From the point of view of machine learning, we would have to define additional constraints on how to measure the algorithm’s performance which would somehow encode diversity of content. This is a very challenging research problem especially given that it is hard to quantify that objective in a unique way.
There is a lot of fascinating research that talks about diversification of content recommendation and bursting the filter bubble, and it is, in fact, a very challenging research problem. An insightful Facebook AI blog post talks a bit about how this is done in Instagram’s Explore function, where they are trying to discourage showing content from the same user very often in order to allow the algorithm to retrieve content from other accounts which can hopefully be a bit more diverse.
Do you have any recommendations for how people can learn to recognize and manage their own reactions and online behaviors so that they don’t live in an echo chamber?
It is important to internalize that in all platforms that somehow rank their content, what is being shown to us is only a small subset of what is out there. Focusing only on a subset is not necessarily a bad thing, since there is so much content competing for our attention that it would quickly deplete our attention and ability to learn or enjoy anything.
I view those ranking/recommendation systems as machine learning-based assistants that do their best to understand what I like, but that can also sometimes get tunnel vision and perhaps I can try to give them some more information a bit more deliberately. However, it is very important to understand that fact because if we conflate what we see in our feed with what we think is the totality of things being shared online, this can absolutely lead to filter bubbles.
In order to understand the impact that our online actions in a platform have on the content that we are served next, it is a fun experiment to try and, for example, like every picture of a dog but not cat for a few days and observe what happens to the posts you see after that. Subsequently, after a couple of days of observing any change, explicitly seek out accounts that share pictures of cats too and like cat and dog content an equal amount, and then observe how the recommendations you get change.

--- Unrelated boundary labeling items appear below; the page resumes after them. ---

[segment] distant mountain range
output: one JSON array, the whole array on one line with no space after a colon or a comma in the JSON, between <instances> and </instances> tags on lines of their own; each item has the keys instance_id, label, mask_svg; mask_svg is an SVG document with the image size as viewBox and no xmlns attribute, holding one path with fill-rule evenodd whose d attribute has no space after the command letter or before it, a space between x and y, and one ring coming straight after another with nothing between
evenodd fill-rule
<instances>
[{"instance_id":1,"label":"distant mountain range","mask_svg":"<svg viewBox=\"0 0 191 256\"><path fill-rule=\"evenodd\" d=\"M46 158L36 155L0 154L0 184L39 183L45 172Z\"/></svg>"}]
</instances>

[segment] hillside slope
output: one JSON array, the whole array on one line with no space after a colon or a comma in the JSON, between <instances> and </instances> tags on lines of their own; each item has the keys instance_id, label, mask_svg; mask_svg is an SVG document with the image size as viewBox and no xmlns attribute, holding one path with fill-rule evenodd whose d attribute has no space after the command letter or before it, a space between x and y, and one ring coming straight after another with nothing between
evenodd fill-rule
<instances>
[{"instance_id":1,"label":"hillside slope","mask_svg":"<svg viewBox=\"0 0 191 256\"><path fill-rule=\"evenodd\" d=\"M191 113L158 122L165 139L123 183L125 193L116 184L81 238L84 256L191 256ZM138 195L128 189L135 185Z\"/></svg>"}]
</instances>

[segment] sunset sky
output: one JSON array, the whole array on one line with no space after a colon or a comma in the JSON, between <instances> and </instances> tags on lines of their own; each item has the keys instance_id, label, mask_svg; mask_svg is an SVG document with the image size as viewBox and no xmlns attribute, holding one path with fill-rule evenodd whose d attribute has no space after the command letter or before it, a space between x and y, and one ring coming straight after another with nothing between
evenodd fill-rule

What we control in that system is the data we create and that is fed into the machine learning model. So, if we are a bit more particular about how we create that data, this can also help nudge the model to increase the diversity of our preferences. How does this translate to practice? For instance, in breaking the filter bubble of news-related content that we see, it is a good idea to actively seek out reputable news outlets that span the ideological spectrum and follow them, thereby engaging with their content at-large, even though perhaps our immediate social circle may share things from a part of that spectrum.